In my old life Sunday evening through Thursday evening we never went out. That time was for working out and eating healthy stuff at the house. Occasionally we would have dinner with a family member, but going out on the weekdays was just not in the cards.
Now it seems like I am busy all of the time and I kick myself for not doing more all of those years.
Hope I haven't written this rant before.
This week for example, dinner with friends, a Rangers game, a Fort Worth Cats game - and that is just Tuesday - Thursday. I love the change in my life (even if I hit the snooze button a little too often lately and 1am seems to be the normal bedtime). By the time the weekend rolls around I am tired, but socially satisfied.
Had an interesting conversation the other day in a meeting with an aquainteance from another department:
Him "You haven't updated your facebook in a couple days"
Me "Stalker" (smile)
Him "No really. I have kids and a mortgage, I live vicariously through you. You always seem to be doing something fun or going somewhere different. I don't have that so I live through yours"
Me "Stalker" (smile)
Other Guy in the Room "Yeah you are kind of an admitted stalker, but in a good way"

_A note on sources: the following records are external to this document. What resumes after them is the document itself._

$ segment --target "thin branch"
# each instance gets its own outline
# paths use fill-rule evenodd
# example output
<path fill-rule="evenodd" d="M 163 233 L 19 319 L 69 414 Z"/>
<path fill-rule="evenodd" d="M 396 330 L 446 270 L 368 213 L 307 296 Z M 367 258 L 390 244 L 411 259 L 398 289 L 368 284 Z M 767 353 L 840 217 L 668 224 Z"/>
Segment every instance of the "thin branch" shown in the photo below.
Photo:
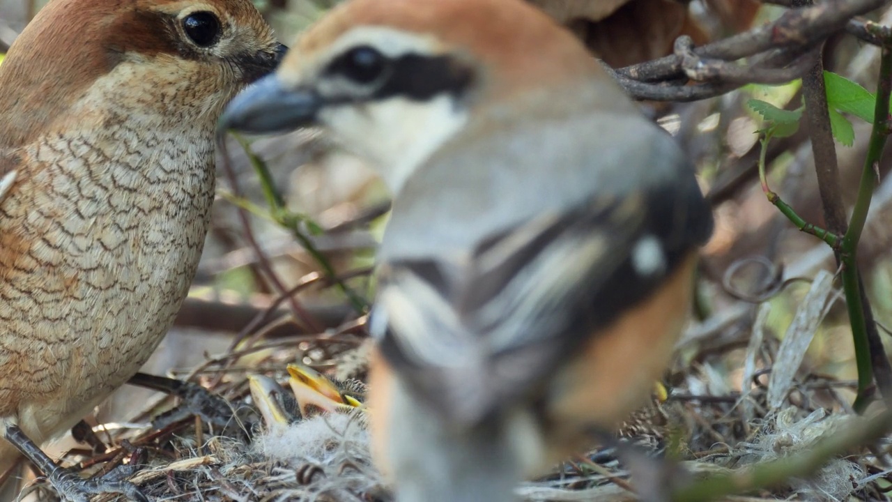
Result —
<path fill-rule="evenodd" d="M 772 23 L 700 47 L 686 47 L 681 40 L 683 50 L 620 68 L 614 76 L 633 97 L 658 101 L 695 101 L 744 83 L 789 81 L 806 66 L 804 54 L 841 29 L 876 39 L 881 28 L 850 21 L 883 4 L 883 0 L 849 0 L 790 9 Z M 697 83 L 688 85 L 689 79 Z"/>
<path fill-rule="evenodd" d="M 874 365 L 874 377 L 877 385 L 883 397 L 889 398 L 892 396 L 892 368 L 889 366 L 888 359 L 883 350 L 882 340 L 880 338 L 876 323 L 873 322 L 873 314 L 870 309 L 870 304 L 864 294 L 864 288 L 861 280 L 861 273 L 857 267 L 858 243 L 861 240 L 861 234 L 867 222 L 867 213 L 871 207 L 871 199 L 873 197 L 873 189 L 879 180 L 876 178 L 874 168 L 882 156 L 886 141 L 888 138 L 889 129 L 888 126 L 889 117 L 889 94 L 892 93 L 892 50 L 888 46 L 882 49 L 882 56 L 880 64 L 880 79 L 877 84 L 877 101 L 873 112 L 873 127 L 871 130 L 871 138 L 868 143 L 867 155 L 864 158 L 864 166 L 861 173 L 861 182 L 858 187 L 858 197 L 855 199 L 855 208 L 852 210 L 852 219 L 849 222 L 848 230 L 843 237 L 842 251 L 839 259 L 843 264 L 843 286 L 846 289 L 847 300 L 853 298 L 849 296 L 854 293 L 855 301 L 849 307 L 849 316 L 852 317 L 852 330 L 861 330 L 867 339 L 864 340 L 869 344 L 871 362 Z M 856 311 L 857 310 L 857 311 Z M 856 311 L 856 312 L 855 312 Z M 857 336 L 857 334 L 855 333 Z M 856 339 L 857 342 L 857 339 Z M 855 347 L 857 349 L 857 346 Z M 856 352 L 857 356 L 857 352 Z M 859 389 L 860 389 L 860 364 L 859 363 Z M 861 397 L 859 393 L 859 397 Z M 866 406 L 866 402 L 856 401 L 860 408 Z M 859 409 L 856 406 L 855 409 Z"/>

But honestly it got me thinking about the things I do. I am kind of flattered.
I know I should eat better and work out more - but it honestly doesn't take a seconds hesitation for me to choose between a Rangers game or going to work out. Little pieces of life I was never living are more enticing to me than 30 minutes on the treadmill.
Seems to me a choice between living life and watching it drift by.